By: Melanie Hicken
In one action announced Thursday, the Consumer Financial Protection Bureau said it has ordered U.S. Bank (USB, Fortune 500) and another company, Dealers’ Financial Services, to refund a combined $6.5 million to more than 50,000 active duty service members to make up for failing to disclose fees and other costs on auto loans.
The government agency said the auto loans were marketed to active military members with little credit history, borrowers who were “often young and new to the car buying process.”
The size of the refund will vary widely, according to CFPB, but will average around $100.
An investigation of the firms’ so-called “MILES” program — a subprime auto loan program that operated near military bases across the country — found that U.S. Bank failed to properly disclose fees and other information about the loans, while Dealers’ Financial Services understated the costs of add-on products, such as vehicle service or insurance.
For example, marketing materials claimed adding a vehicle service contract would add only a few dollars a month, when it actually cost an average $43 extra per month.
The program also required service members to pay the loans using the military allotment system, which deducts payments directly from military paychecks, but then charged the borrowers $36 in monthly processing fees each year.

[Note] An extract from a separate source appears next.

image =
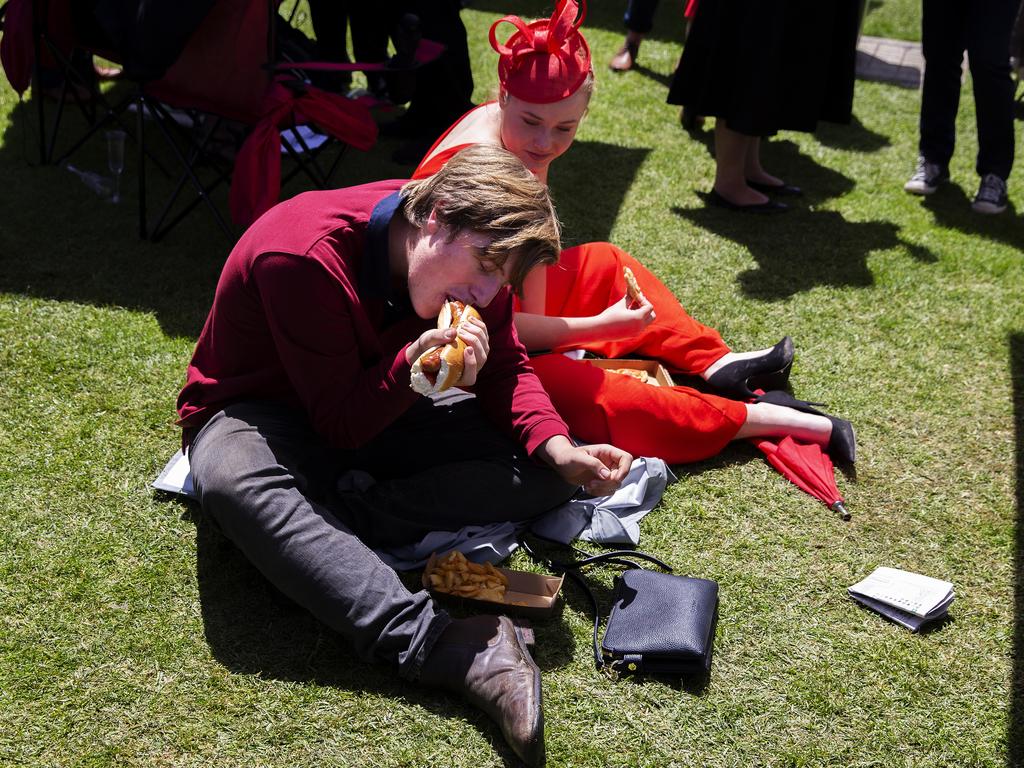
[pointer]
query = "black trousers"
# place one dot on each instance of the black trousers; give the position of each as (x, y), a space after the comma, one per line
(982, 29)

U.S. Bank did not properly disclose those fees, the CFPB said.
U.S. Bank said in a statement that the MILES program, which was created more than a decade ago, has been “a popular program with young military service people, who faced the prospect of paying much higher interest rates at other lenders.” Still, the company said it plans to exit the program, and noted that it had not been fined beyond paying the refunds.
The CFPB learned of the program from the father of a 21-year-old soldier who said his son had inked a loan agreement that ate up more than 70% of his take-home salary before it even hit his bank account.
Also on Thursday, the Department of Defense announced plans to study other potential abuses of the decades-old military allotment system.
Financial counselors on military bases often tell horror stories of the automatic deductions, said Holly Petraeus, the CFPB’s assistant director for Service Member Affairs.
“They tell me about instances where there are service members who are ‘allotted out’, where they’ve got virtually all of their paycheck going to allotment before any of it gets to their bank,” she said.
Dealers’ Financial Services has agreed to stop requiring borrowers to use military allotments. It said it will now focus on “new potential lending partners that the company believes will provide more competitive financing alternatives to our service member customers.”
In an unrelated action, the Federal Trade Commission announced that Mortgage Investors Corporation, which offers mortgage refinance loans to military veterans, would pay a $7.5 million fine for illegal telemarketing practices.
Telemarketers for the firm called more than 5.4 million numbers listed on the national Do Not Call registry, and misstated the terms of their adjustable rate loan products.